The library is built around the concept of Encoders: objects capable of turning a byte array into another, by, for example, adding a cryptographic signature created with an asymmetric key, encrypting the data, adding an expiry time, or by chaining multiple encoders together.
Additionally, the library provides a few higher level adapters that allow to serialize golang structs into an array of bytes, or to turn an array of bytes into a string.
For example, by using something like:
be, err := token.NewSymmetricEncoder(...) if err ... encoder := token.NewTypeEncoder(token.NewChainedEncoder( token.NewTimeEncoder(nil, time.Second * 10), be, token.NewBase64URLEncoder())

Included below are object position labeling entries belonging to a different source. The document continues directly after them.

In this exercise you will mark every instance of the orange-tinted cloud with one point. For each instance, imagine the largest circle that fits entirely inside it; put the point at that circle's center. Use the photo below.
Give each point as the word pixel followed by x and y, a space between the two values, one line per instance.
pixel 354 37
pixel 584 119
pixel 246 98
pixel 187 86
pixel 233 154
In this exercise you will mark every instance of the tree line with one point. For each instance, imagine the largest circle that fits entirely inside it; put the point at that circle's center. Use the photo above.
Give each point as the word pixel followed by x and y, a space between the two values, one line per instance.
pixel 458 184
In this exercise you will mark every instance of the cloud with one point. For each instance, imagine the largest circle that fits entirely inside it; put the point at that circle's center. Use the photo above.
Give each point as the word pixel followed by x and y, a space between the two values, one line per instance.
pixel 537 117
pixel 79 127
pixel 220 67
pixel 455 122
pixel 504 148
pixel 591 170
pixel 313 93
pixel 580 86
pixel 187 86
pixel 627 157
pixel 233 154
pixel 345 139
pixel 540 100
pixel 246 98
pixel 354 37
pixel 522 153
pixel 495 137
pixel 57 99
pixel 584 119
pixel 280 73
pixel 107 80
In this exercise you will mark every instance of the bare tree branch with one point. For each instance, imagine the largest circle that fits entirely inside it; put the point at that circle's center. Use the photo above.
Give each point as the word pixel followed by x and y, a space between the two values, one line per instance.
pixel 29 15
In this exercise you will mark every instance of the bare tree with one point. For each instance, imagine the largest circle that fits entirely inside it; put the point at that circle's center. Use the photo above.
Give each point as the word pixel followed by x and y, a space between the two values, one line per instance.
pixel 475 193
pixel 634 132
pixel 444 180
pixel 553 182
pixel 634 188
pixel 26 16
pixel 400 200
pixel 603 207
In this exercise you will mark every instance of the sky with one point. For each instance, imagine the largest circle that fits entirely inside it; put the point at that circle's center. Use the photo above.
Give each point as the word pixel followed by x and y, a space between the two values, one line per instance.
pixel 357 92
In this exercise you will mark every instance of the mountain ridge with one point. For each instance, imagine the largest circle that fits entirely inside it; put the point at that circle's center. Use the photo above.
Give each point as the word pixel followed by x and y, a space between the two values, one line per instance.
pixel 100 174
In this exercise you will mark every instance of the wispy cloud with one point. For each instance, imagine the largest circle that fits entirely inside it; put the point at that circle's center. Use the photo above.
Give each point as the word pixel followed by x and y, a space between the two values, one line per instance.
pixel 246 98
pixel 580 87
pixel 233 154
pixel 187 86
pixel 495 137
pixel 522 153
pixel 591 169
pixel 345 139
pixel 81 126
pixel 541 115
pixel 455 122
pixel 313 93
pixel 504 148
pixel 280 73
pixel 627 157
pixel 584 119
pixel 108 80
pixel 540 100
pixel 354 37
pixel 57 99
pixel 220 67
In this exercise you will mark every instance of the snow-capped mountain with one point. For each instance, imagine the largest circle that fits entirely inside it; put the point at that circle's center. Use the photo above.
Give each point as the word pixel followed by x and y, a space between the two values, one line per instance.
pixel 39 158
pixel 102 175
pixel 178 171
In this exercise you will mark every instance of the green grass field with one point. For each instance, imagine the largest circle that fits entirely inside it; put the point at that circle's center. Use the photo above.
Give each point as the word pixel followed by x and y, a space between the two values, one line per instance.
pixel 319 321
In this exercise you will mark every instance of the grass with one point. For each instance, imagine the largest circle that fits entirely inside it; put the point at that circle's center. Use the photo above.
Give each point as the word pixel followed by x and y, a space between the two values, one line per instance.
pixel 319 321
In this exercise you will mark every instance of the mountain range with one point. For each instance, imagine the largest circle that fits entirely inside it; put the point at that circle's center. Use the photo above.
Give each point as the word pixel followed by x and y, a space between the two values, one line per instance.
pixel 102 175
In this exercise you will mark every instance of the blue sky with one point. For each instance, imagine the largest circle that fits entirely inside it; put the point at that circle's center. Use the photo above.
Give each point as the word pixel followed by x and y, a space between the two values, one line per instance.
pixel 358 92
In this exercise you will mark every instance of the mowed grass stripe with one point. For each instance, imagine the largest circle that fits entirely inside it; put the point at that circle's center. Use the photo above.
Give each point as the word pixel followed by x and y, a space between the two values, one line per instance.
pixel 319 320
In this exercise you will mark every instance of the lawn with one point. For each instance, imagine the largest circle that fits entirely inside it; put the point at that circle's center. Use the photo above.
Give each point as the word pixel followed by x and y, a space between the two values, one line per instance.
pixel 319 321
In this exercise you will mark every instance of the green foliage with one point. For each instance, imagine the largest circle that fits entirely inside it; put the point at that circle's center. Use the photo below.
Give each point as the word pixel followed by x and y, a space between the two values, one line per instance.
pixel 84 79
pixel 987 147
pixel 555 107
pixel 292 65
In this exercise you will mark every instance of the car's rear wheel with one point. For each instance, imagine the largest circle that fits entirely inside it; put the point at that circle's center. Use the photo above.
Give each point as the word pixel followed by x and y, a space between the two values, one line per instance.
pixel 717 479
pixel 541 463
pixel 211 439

you will get an encoder that when used like:
uData := struct { Username, Lang string }{"myname", "english"} b64string, err := encoder.Encode(uData)
will convert a struct into a byte array, add the time the serialization happened, encrypt all with a symmetric key, and then convert to base64.
On Decode(), the original array will be returned after applying all the necessary transformations and verifications. For example, Decode() will error out if the data is older than 10 seconds, the maximum lifetime supplied to NewTimeEncoder.
Index ¶
- Constants
- Variables
- func GenerateAsymmetricKeys(rng *rand.Rand) (*AsymmetricKey, *AsymmetricKey, error)
- func GenerateSigningKey(rng *rand.Rand) (*VerifyingKey, *SigningKey, error)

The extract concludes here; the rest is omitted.